Alvin Ailey American Dance Theater is currently in London wowing audiences at Sadler’s Wells with their three dance programme that showcases their celebrated works and incredible dancers.
Dancer Jacquelin Harris gives us an insight into the company and the programme that includes one of the most seen modern dance pieces in the world, the masterpiece Revelations and the stunningly moving Lazarus.
Alvin Ailey is currently in London performing Revelations and Lazarus. These works are so celebrated in the dance world, can you tell us a bit about what it has been like to take them on? What was your preparation like, and how does it feel to perform them now?
Revelations is the most magical work I’ve ever performed. And I use the word magical because no matter how many times it is performed, the movement, music, and story still have the power to transcend not only the audiences but the dancers as well. It takes me on a journey and tells a story that can touch any person on any day. Mr Ailey is a genius choreographer. Many of his works have stood the test of time, but it is for good reason that Revelations is named his masterpiece.
Lazarus is a newer work in the rep that shares the story of Mr Ailey and speaks to the power of his gift. Rennie Harris is a masterful story teller. It’s a beautiful way to honor Ailey’s life; and in its own way, Lazarus has similar power and importance to the community.

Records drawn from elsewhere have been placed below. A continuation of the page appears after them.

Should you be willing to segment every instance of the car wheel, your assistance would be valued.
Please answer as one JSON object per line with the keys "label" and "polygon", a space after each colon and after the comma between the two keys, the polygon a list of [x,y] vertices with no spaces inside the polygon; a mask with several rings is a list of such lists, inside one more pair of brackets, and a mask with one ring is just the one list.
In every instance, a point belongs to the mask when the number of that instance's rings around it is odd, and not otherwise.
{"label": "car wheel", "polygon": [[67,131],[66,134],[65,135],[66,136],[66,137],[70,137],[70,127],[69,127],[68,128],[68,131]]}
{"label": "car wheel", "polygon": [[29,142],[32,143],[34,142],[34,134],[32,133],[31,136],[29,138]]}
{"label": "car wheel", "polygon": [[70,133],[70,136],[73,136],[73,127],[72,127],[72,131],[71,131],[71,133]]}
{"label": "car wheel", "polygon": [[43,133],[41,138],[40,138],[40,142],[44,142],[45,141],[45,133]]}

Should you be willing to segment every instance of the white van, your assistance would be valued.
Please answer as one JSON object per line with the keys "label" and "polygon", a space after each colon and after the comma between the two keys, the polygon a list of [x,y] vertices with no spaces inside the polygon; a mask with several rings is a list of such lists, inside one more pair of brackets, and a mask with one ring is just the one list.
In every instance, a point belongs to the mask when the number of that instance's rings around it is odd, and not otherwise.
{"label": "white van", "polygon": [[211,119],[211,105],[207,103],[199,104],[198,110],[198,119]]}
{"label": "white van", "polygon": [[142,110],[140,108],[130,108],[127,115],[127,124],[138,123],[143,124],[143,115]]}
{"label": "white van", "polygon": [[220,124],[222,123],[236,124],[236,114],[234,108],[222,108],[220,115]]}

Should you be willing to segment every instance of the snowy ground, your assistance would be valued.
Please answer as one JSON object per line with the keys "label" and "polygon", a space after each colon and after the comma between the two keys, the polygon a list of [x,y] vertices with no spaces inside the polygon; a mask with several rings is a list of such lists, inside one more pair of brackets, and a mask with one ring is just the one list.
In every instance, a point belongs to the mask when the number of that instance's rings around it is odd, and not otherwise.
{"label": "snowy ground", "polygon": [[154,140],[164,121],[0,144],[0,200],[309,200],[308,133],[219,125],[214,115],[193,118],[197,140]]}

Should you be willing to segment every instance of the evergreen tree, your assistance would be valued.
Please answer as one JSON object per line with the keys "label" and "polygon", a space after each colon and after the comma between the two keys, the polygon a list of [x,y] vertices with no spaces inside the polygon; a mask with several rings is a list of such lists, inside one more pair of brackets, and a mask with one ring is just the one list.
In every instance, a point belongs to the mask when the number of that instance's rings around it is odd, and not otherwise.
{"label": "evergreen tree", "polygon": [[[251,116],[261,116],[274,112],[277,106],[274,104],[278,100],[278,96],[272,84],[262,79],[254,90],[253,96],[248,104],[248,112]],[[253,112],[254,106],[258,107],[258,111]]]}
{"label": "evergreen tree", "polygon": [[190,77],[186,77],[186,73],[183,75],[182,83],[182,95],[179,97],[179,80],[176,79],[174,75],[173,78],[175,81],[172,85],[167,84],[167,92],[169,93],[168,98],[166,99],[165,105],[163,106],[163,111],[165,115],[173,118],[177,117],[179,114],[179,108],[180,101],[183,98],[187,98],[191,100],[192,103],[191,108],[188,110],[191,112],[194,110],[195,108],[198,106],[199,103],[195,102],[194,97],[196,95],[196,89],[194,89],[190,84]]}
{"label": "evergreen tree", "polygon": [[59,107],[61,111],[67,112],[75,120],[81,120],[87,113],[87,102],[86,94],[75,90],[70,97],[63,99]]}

It is humbling and fulfilling to bring these stories to many audiences. Each time we perform these works, I like to take a moment to appreciate all that has come before me, all that my ancestors endured, all that they made possible, so that I could live this life. And also to know that the work I am doing will give space for someone else to live their dreams.
Each time we perform these works, I like to take a moment to appreciate all that has come before me, all that my ancestors endured, all that they made possible, so that I could live this life
There’s a real sense of history in a company like Ailey, which presented its inaugural season in 1958. How do the dancers today honour that past? In what ways do they drive the art form forward?
I believe the dancers of the company are honoring the past by bringing the energy and vision of Mr Ailey into the present. It is not uncommon for former dancers to come into the studio and offer their wisdom. Mr Ailey was all about inclusion, showing that any dancer of any color can do and be who they want to be. Each time we step on the stage, doing work that may not designed for our physique or catered to our audiences, we are showing the world that you can’t and shouldn’t put anyone into a box. The most profound thing we can do is accept and appreciate people as they are.